Bootes DR1The maps were made using 250, 350 and 500 micrometer filters on Herschel's SPIRE instrument. These sub-milimeter wavelengths had not been significantly exploited before the Herschel Mission. The maps cover ~74 square degrees of the sky, which corresponds to a volume of 660 million cubic Mega parsecs (1 Mega parsec is 3.26 million light years) for redshifts z<1.5 (and many of the galaxies that we see are expected to be at z>1.5). This can be compared to the giant Sloan survey that mapped a much larger area of around a quarter of the sky but to much shallower depths (redshifts z<0.17) encompassing a similar volume of 350 million cubic Megaparsecs. The volumes are comparable which means the HerMES maps are much much deeper than the Sloan survey. HerMES are releasing data in many very well studied extragalactic survey fields and so we expect this will facilitate a huge range of astrophysics and cosmology.

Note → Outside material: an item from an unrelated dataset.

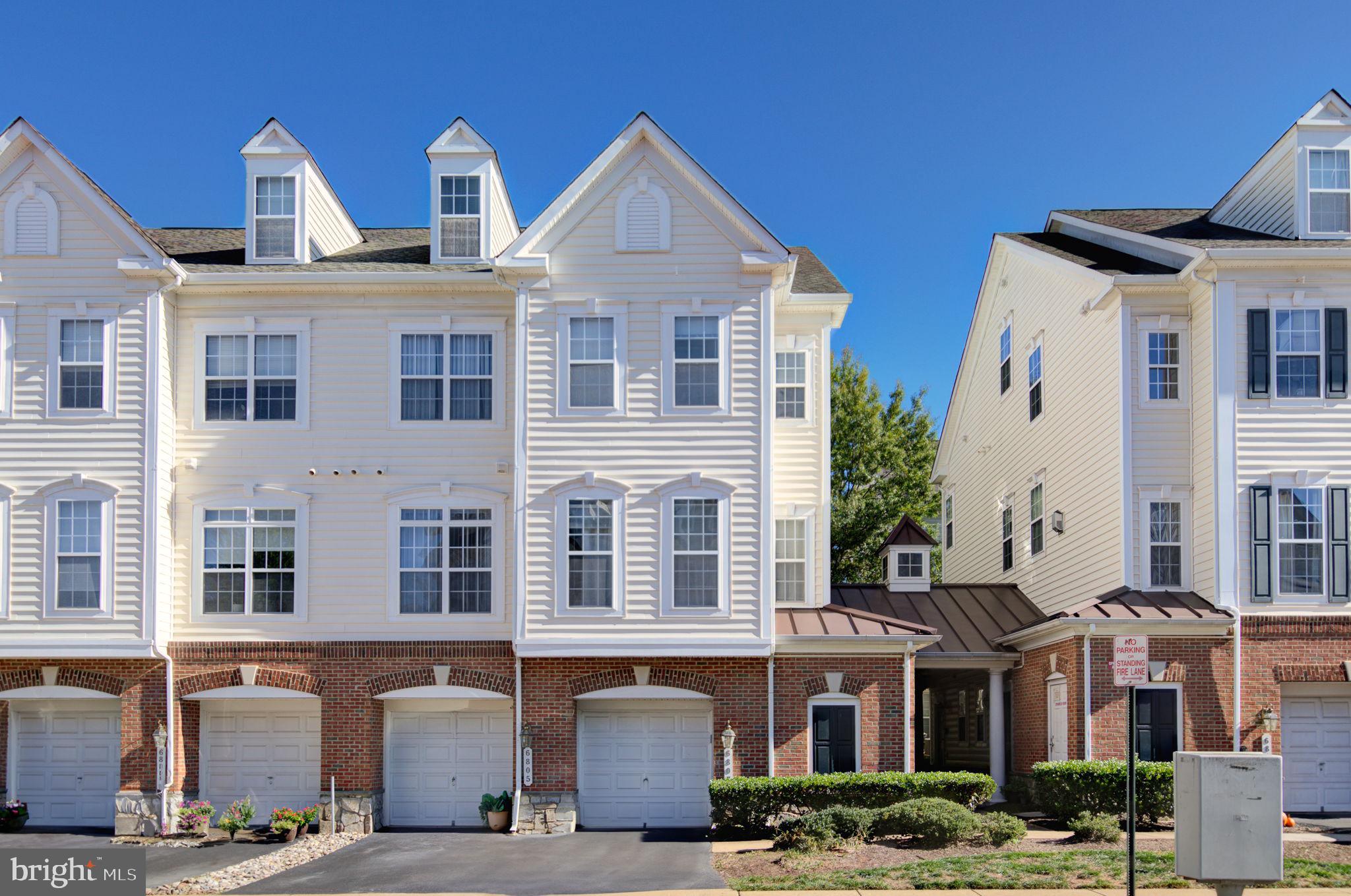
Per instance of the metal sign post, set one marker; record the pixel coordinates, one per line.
(1130, 667)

The maps range in depth but are mostly at or below the SPIRE confusion limit where individual galaxies are so numerous they they become difficult to distinguish and so provide the very best quality view of the sub-millimeter sky, limited primarily only by the diameter of the Herschel mirror.


The image above shows one of the fields released, the Bootes field, located in the Northern hemisphere in the constellation of the same name.



The catalogues extracted from these maps include over 50, 000 catalogue entries, representing over 17, 000 galaxies. For such large, deep surveys, reliability (whether a detection is true or fake) can be a real problem. For the HerMES catalogues, extensive simulations have demonstrated that these catalogues are very high quality and ~90% of the point-like galaxies having very reliable positions and brightness measurements.

This data release follows two early data releases (July 2010 and September 2011) which were limited to the brightest catalogued sources over a smaller range of fields.